To get you up to speed, here’s my Christmas letter from 2019.
For more of what I’ve been up to, check out my Instagram.

December 3, 2019

Dear Friends and Family,

As the decade draws to a close, I figure it’s high time that I send out a little update. Most years, I have very little to say. However, the past two years have been a little more eventful. I’ll start with 2018. 

In April 2018, I had the wonderful privilege of visiting my dear friend Heleen in The Netherlands! It was my first trip to Europe. Heleen and I “met” online about a dozen years ago and have been dear friends since. We previously met in person when she visited a mutual friend in Texas in 2010. I’d been wanting to visit her for quite some time and finally decided to just do it! I’m so glad I did. I spent two weeks with her family, exploring her beautiful little city, Hattem, and some other sites in her country. We even made a day trip to Dusseldorf, Germany so I could visit the land of my ancestors. 😉 I’ve made tentative plans for a return trip next year. I would love to make it a semi-regular thing. 

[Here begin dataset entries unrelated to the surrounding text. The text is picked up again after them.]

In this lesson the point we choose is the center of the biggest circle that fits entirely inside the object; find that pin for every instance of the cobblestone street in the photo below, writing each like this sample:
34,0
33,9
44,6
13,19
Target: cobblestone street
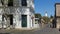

Many of you may remember my two cats, Harley and Jasper. I lost Harley to cancer in 2012. It was just Jasper and I for a couple years until we welcomed Ziva into our home. She has been a delight and a much needed comfort as I lost Jasper in July 2018 at the age of 18. Ziva is loving being an only cat, so I don’t see us adding to the household any time soon.

2019 had been mostly uneventful until October. As you most likely noticed, I have a new address!  I had been casually looking for a new apartment when I stumbled upon a small, detached apartment home on a 9-acre horse farm near Monroe, WA. The price, timing, and features were just right. It’s smaller than my last apartment, but I have an in-unit laundry for the first time in over a decade! I officially moved on November 1. Ziva and I are settling in, and I’m finding that country life suits this “city girl” just fine. I traded sirens and neighbors for farm noises and neigh-bors. I’m loving all the animals! I keep saying that it’s “like therapy.” 

I still work for the same Home Care agency. I just celebrated my 22nd anniversary with them. I still love my job! Thankfully, my commutes didn’t change much with my move.

I hope all is well with you and yours. May you have a Wonderful Christmas and a Blessed New Decade!